Un photographe a capturé le rituel de l’une des communautés les plus recluses du monde

Dans une vallée éloignée et verdoyante nichée entre les forêts du lac de Côme et les pâturages alpins, un rituel étrange et archaïque a lieu chaque année.  Une communauté très solitaire qui compte moins d’un millier de personne se réunit pour récréer l’histoire de La belle et la bête dans le cadre du carnaval de Schignano.

Avec pleins de symboles, l’événement dépeint l’adieu des hommes du village pour chercher du travail en tant que migrant. Il se veut anarchique, sans règles ni lois écrites, les participants s’effacent derrières des masques en noyer datant d’environ 200 ans et qui sont utilisés exclusivement pour le carnaval.

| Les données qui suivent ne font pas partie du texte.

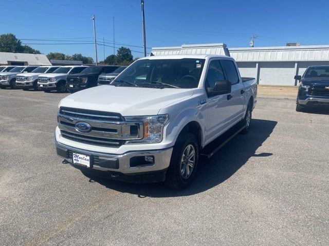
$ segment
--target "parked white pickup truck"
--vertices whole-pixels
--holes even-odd
[[[39,66],[18,66],[7,72],[0,73],[0,88],[10,87],[17,89],[16,75],[19,73],[30,73]]]
[[[41,74],[38,77],[38,89],[46,92],[54,90],[58,92],[65,92],[66,91],[67,75],[79,73],[87,67],[64,66],[58,68],[51,73]]]
[[[58,66],[42,66],[30,73],[19,73],[16,75],[16,85],[17,88],[27,90],[29,89],[38,90],[38,77],[40,74],[51,73],[57,69]]]
[[[229,56],[142,58],[60,102],[57,153],[83,172],[183,189],[207,145],[235,126],[248,132],[257,92]]]

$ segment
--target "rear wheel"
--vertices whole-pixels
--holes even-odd
[[[16,85],[16,79],[15,78],[13,78],[11,80],[10,80],[10,88],[11,89],[17,89],[17,85]]]
[[[66,89],[66,84],[64,81],[59,82],[57,83],[57,86],[56,86],[56,90],[57,90],[57,92],[61,93],[66,92],[67,91]]]
[[[242,126],[245,128],[241,131],[241,134],[246,134],[250,130],[250,124],[251,123],[251,116],[252,113],[251,111],[251,101],[249,101],[247,106],[247,111],[245,117],[242,120]]]
[[[195,136],[183,134],[174,147],[167,170],[165,184],[171,188],[182,190],[192,182],[199,158],[199,146]]]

Mattia Vacca est un photojournaliste qui a passé trois ans à construire un accès exclusif et intime dans cette communauté fermée afin d’être au plus près de l’aspect surréaliste  décrit par ceux qui ont déjà assisté à l’événement.  Il raconte que son but notamment avec son livre intitulé A Winter’s Tale, est de laisser s’exprimer les acteurs du Carnaval de Schignano au lieu de porter son regard extérieur qui pourrait biaiser l’interprétation de ce rituel hors du commun.